Last year, Lesley Morgan Steiner edited a book titled “Mommy Wars: Stay-at-Home and Career Moms Face Off on Their Choices, Their Lives, Their Families,” in which women of various backgrounds discuss their views and individuals choices regarding working and child rearing. The book set-off much media discussion regarding the supposedly strained relationship between mothers who work outside of the home and those who stay at home with their children.
The January 23rd episode of the “The Oprah Winfrey Show” again examined women’s thoughts around working or staying at home with their kids. The show, which allowed women who felt very strongly about the topic one way or another to debate each other about which was the “right” way, also featured Elizabeth Vargas, who discussed her choice to step down as the anchor of World News Tonight upon finding out that she was pregnant with her second child. Ms. Vargas explained her difficult choice to viewers, stating that she didn’t want to have to do the extreme traveling that being the World News Tonight anchor would entail. She also expressed her surprise that many organizations, including NOW, came out against her decision, writing critical letters to ABC asking the news organization to support her in both caring for her family and working as a news anchor. Ms. Vargas reiterated that, as many of the other women on the show, she made a choice to work in a role and on a schedule that she felt comfortable with.
As part of the show, Oprah conducted an online poll of both moms who work outside of the home and stay at home. Over 15,000 women responded to the survey, with some interesting results. 57% of stay-at-home moms say that not working puts a financial strain on their family; however, the average overall household income of the stay-at-home moms surveyed is very close, if not better than that, of the working moms. In fact, the working moms in this survey had to work in order to reach the same household income level that the stay-at-home moms enjoyed. Of the stay-at-home moms surveyed, 22% had a household income less than $40,000 per year, as compared to 23% of the working moms surveyed. If the working moms had not worked, 54% of those surveyed would have had a household income of under $40,000 per year. For those surveyed, the second income enjoyed by having the mothers work outside of the home was key to maintaining a higher standard of living.

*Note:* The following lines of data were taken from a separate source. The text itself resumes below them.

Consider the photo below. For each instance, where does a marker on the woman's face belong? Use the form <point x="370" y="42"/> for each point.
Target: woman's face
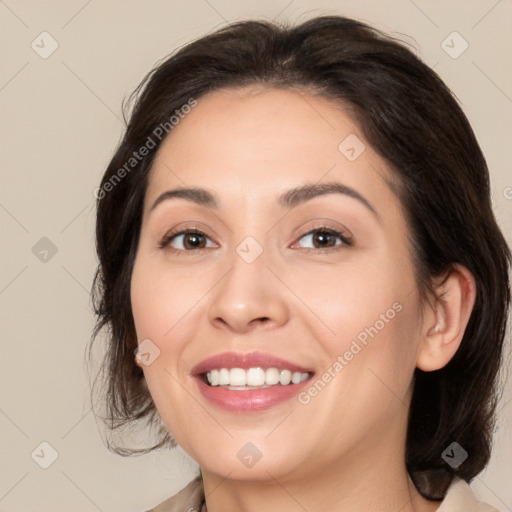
<point x="298" y="266"/>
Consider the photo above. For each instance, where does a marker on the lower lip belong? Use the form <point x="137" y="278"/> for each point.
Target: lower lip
<point x="250" y="400"/>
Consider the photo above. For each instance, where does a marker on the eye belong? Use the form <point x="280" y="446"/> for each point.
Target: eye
<point x="187" y="240"/>
<point x="323" y="238"/>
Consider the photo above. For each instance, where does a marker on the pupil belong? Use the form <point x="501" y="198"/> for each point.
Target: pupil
<point x="194" y="240"/>
<point x="324" y="238"/>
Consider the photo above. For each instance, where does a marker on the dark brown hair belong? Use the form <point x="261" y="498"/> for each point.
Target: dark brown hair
<point x="414" y="122"/>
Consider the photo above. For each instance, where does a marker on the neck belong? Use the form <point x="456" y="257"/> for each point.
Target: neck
<point x="359" y="482"/>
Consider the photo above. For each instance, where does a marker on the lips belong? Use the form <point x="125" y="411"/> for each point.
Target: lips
<point x="247" y="398"/>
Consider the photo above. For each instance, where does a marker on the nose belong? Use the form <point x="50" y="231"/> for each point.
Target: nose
<point x="247" y="298"/>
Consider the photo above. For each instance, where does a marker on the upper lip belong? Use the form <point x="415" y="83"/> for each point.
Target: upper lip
<point x="245" y="361"/>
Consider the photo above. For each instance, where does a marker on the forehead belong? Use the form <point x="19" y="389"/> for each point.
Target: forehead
<point x="254" y="141"/>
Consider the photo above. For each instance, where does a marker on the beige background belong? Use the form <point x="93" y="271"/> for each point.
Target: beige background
<point x="60" y="121"/>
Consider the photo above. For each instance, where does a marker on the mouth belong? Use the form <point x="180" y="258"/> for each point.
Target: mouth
<point x="249" y="382"/>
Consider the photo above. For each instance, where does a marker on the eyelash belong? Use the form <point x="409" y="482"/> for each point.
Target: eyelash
<point x="345" y="239"/>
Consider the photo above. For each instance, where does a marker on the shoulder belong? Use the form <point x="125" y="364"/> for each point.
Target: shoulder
<point x="460" y="497"/>
<point x="189" y="499"/>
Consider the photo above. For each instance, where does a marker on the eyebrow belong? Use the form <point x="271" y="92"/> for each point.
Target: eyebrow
<point x="289" y="199"/>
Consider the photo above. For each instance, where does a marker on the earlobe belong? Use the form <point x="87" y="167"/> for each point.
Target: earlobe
<point x="446" y="322"/>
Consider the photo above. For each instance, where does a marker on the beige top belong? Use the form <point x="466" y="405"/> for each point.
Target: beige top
<point x="459" y="498"/>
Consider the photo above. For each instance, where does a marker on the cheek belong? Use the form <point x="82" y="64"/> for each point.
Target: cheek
<point x="163" y="304"/>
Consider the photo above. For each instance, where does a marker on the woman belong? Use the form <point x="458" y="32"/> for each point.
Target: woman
<point x="296" y="238"/>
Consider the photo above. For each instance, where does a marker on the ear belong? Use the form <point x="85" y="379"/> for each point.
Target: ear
<point x="445" y="322"/>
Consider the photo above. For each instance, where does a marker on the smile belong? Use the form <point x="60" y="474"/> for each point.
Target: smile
<point x="249" y="382"/>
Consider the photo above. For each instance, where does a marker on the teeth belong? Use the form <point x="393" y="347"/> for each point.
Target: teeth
<point x="240" y="378"/>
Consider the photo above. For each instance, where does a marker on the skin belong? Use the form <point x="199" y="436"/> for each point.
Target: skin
<point x="300" y="301"/>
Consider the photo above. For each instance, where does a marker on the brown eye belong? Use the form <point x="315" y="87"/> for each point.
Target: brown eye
<point x="323" y="238"/>
<point x="187" y="241"/>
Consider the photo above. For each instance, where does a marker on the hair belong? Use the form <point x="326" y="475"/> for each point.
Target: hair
<point x="440" y="176"/>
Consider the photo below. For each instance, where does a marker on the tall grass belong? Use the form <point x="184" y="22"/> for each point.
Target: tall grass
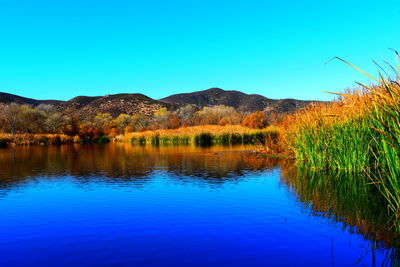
<point x="204" y="136"/>
<point x="360" y="131"/>
<point x="37" y="139"/>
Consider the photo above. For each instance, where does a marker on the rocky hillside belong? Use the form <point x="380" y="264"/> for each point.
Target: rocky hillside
<point x="90" y="106"/>
<point x="141" y="104"/>
<point x="239" y="100"/>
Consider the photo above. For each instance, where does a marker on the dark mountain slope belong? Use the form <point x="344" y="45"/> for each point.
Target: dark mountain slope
<point x="239" y="100"/>
<point x="89" y="106"/>
<point x="10" y="98"/>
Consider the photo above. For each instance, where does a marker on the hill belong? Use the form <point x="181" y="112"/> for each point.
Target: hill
<point x="239" y="100"/>
<point x="89" y="106"/>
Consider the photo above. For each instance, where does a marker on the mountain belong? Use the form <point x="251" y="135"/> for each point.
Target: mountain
<point x="239" y="100"/>
<point x="89" y="106"/>
<point x="140" y="104"/>
<point x="10" y="98"/>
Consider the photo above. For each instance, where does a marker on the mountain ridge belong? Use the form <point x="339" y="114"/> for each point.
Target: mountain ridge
<point x="136" y="103"/>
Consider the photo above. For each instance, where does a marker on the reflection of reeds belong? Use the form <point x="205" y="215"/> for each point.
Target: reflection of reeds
<point x="358" y="132"/>
<point x="203" y="136"/>
<point x="347" y="198"/>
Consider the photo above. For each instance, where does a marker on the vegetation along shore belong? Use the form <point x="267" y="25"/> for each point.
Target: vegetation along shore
<point x="357" y="132"/>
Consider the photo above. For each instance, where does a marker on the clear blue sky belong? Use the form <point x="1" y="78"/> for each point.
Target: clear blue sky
<point x="61" y="49"/>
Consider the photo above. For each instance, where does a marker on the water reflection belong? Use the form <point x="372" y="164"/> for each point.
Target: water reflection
<point x="344" y="199"/>
<point x="350" y="199"/>
<point x="122" y="162"/>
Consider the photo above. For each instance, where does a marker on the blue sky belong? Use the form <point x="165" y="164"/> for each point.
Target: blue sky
<point x="61" y="49"/>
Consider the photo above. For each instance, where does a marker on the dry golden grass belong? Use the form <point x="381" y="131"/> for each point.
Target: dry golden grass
<point x="37" y="139"/>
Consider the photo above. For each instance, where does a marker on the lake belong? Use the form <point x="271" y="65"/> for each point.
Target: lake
<point x="117" y="204"/>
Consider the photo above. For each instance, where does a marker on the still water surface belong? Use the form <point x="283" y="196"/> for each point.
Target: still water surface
<point x="180" y="206"/>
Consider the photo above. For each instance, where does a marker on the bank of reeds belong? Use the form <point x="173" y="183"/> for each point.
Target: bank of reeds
<point x="37" y="139"/>
<point x="360" y="131"/>
<point x="204" y="136"/>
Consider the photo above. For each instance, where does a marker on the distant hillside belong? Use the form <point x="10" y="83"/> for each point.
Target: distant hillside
<point x="239" y="100"/>
<point x="90" y="106"/>
<point x="10" y="98"/>
<point x="140" y="104"/>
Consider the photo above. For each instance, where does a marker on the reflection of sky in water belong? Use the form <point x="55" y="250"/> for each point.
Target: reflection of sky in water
<point x="187" y="208"/>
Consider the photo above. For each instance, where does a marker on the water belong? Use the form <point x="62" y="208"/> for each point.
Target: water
<point x="135" y="206"/>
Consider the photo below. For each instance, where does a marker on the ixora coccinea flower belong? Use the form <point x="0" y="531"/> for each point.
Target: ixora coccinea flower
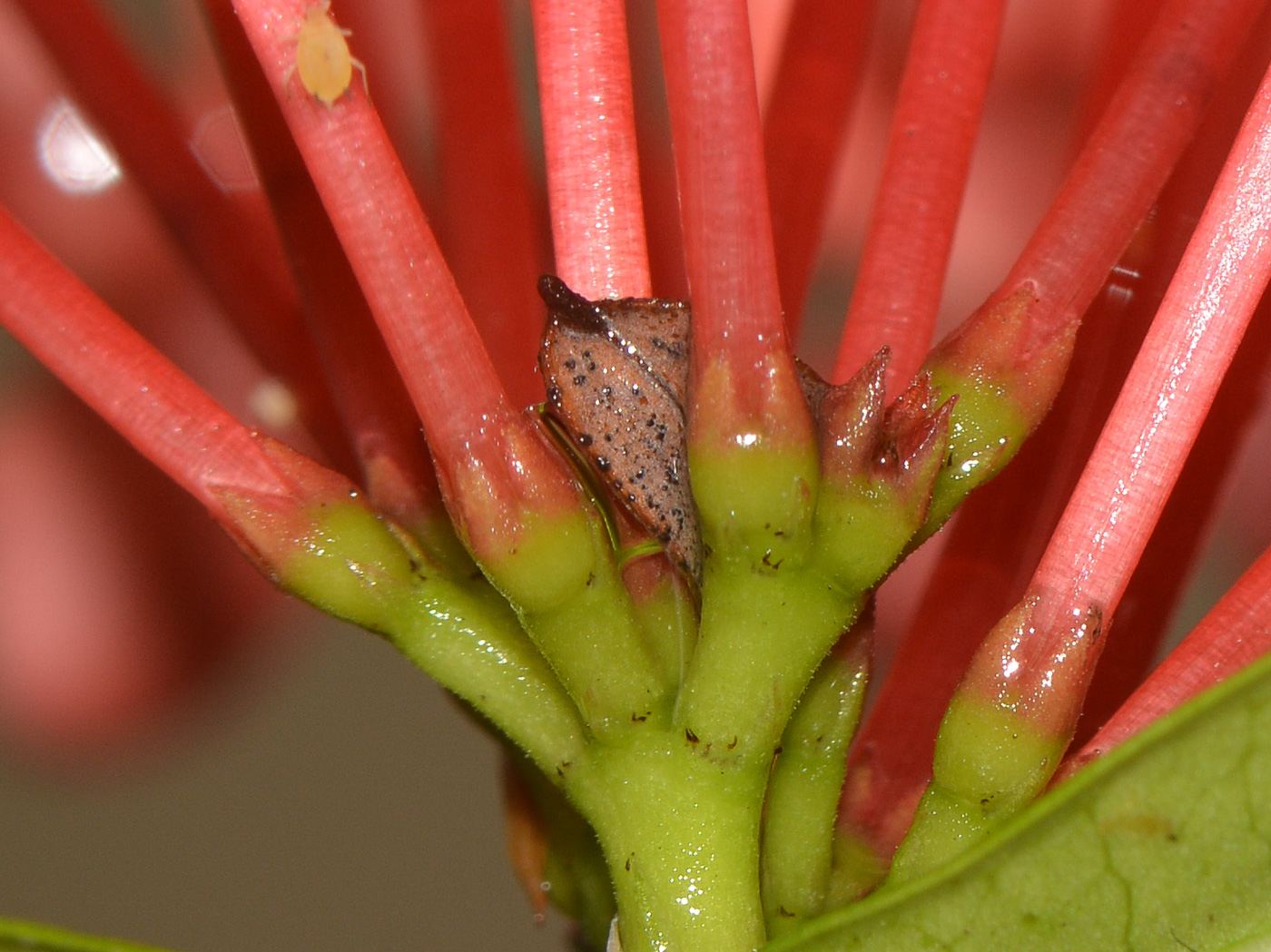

Most fascinating, though, is how close both groups are on some key topics, which perhaps shows that the media-hyped “Mommy Wars” is perhaps not as volatile as once thought. Both groups agreed that stay-at-home moms do not get the respect that they deserve, with 85% of stay-at-home moms and 83% of working moms agreeing with this statement. More stay-at-home moms than working moms (71% vs 61%) feel that women can give 100% to motherhood and a career, showing that the majority of stay-at-home moms respect working moms as well and feel that working moms do a good job of balancing both responsibilities.
During Oprah’s show, Dr. Robin Smith argued that whether or not a woman should work outside of the home while raising children is a “grey” issue and something that each woman needs to work through herself. While the media has at times pitted women with extreme views against each other to demonstrate that the “Mommy Wars” do exist, Oprah’s survey demonstrates that the majority of women do support each other’s decisions, even if they are different than their own.